A carta, dirigida ao Ministério da Defesa iraquiano, explica os passos a dar: “Durante esse período, haverá um aumento de helicópteros a passar sobre e à volta da Zona Internacional de Bagdad [a Zona Verde, onde estão as embaixadas e os edifícios do Governo]”. A Reuters relata que na noite desta segunda-feira se ouviram vários helicópteros a sobrevoar a cidade. E o Guardian acrescentou que tudo indicava que os militares da base americana na Zona Verde estavam a ser levados para outras bases no Iraque.

De acordo com a correspondente do Washington Post em Beirute, Liz Sly, a autenticidade do documento foi confirmada pelos militares americanos. 

O que não estava claro, prosseguia a jornalista, era se esta ia ser uma retirada total ou parcial. “Porém, a menção à decisão do parlamento do Iraque fá-la parecer bastante definitiva”, escreveu Sly.

Pouco depois, a Sky News ouviu um comandante americano que confirmou que estavam a reduzir o número de tropas em Bagdad, por “razões de segurança”. “Mas não vamos sair do Iraque, acrescentou.

Questionado em Washington, o secretário da Defesa dos EUA, Mark Esper, admitiu não saber de que carta se trata. Mas disse que esse memorando sobre as tropas americanas estarem “em movimento” não era correcto. “Não há qualquer decisão de saída do Iraque”, garantiu, citado pela AFP. 

“Não sei que carta é essa... Estamos a tentar perceber de onde surgiu, o que é. Mas ainda não foi tomada uma decisão sobre o Iraque”, disse Esper.

À CNN, um responsável americano em Bagdad disse que o memorando apenas dizia respeito ao reposicionamento de tropas no país. 

Fica por apurar, na confusão criada pela carta divulgada por uma televisão iraquiana ligada a uma milícia xiita, a Asaib Ahl al-Haq, se havia de facto a intenção de retirar - ou se a divulgação do comunicado fez travar a decisão.

Decisão do parlamento

A partida das tropas estrangeiras foi decidida na noite de domingo pelo parlamento de Bagdad, na sequência do assassínio do general iraniano Qassem Soleimani, morto por um drone por ordem do Presidente dos EUA, Donald Trump, em solo iraquiano.

A missão internacional Inherent Resolve contra o Daesh, liderada pelos EUA desde 2014, é afectada pela moção parlamentar, e anunciou a suspensão das operações contra o grupo terrorista, para se concentrar na protecção das bases norte-americanas e de outros países no Iraque.

Nesta missão há 30 militares portugueses.

A NATO anunciou também a suspensão das suas operações de treino no Iraque.
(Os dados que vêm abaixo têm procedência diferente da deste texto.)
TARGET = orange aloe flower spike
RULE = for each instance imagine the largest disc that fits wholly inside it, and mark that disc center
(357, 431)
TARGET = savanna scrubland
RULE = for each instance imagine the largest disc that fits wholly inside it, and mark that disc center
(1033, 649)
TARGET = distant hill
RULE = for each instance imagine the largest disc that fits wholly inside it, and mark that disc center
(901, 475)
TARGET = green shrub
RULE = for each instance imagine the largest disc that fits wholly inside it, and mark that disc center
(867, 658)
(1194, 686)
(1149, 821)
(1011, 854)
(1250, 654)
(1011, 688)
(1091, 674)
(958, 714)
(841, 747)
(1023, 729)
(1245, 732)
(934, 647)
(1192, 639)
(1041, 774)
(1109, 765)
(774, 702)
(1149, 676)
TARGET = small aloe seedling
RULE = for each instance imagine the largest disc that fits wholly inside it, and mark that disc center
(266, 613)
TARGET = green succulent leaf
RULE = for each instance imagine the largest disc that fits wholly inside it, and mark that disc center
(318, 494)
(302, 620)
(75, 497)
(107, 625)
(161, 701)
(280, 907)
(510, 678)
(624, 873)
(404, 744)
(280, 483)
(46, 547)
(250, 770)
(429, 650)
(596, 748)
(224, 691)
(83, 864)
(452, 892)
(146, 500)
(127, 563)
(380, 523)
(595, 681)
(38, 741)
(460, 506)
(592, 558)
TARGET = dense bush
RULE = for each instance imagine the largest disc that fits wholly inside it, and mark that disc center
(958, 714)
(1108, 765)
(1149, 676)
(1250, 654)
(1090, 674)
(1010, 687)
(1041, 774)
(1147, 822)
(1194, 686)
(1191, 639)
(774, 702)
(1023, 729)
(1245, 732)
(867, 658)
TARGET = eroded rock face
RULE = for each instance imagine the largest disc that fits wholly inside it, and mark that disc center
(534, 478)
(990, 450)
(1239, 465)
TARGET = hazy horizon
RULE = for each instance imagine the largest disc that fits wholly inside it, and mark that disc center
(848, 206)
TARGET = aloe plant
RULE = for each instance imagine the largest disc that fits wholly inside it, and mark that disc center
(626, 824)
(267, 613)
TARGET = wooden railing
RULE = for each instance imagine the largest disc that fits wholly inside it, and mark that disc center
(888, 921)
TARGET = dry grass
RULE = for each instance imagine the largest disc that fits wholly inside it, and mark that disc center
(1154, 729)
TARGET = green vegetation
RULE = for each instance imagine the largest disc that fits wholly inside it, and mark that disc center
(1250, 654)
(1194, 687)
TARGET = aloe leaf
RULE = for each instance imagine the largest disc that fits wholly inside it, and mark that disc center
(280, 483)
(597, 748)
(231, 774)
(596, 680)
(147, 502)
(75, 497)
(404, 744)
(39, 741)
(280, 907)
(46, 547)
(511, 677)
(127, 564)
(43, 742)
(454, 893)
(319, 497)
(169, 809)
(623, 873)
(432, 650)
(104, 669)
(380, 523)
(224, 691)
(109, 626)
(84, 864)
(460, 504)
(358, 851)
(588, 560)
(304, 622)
Esta segunda-feira, o secretário-geral da NATO, Jens Stoltenberg, no final de uma reunião do Conselho do Atlântico Norte, disse que a Aliança está preparada para retomar a sua missão, assim que a situação de segurança no terreno o permita e se o Governo iraquiano concordar.

Reino Unido reduz diplomatas em Bagdad e Teerão

O Reino Unido anunciou entretanto a redução ao mínimo necessário do pessoal nas suas embaixadas no Iraque e Irão. Segundo a Sky News, trata-se de uma medida de precaução e não uma resposta a uma ameaça imediata.

“A segurança dos nossos funcionários é de importância maior e mantemos em revisão permanente a nossa postura de segurança “, disse um porta-voz do Governo de Londres.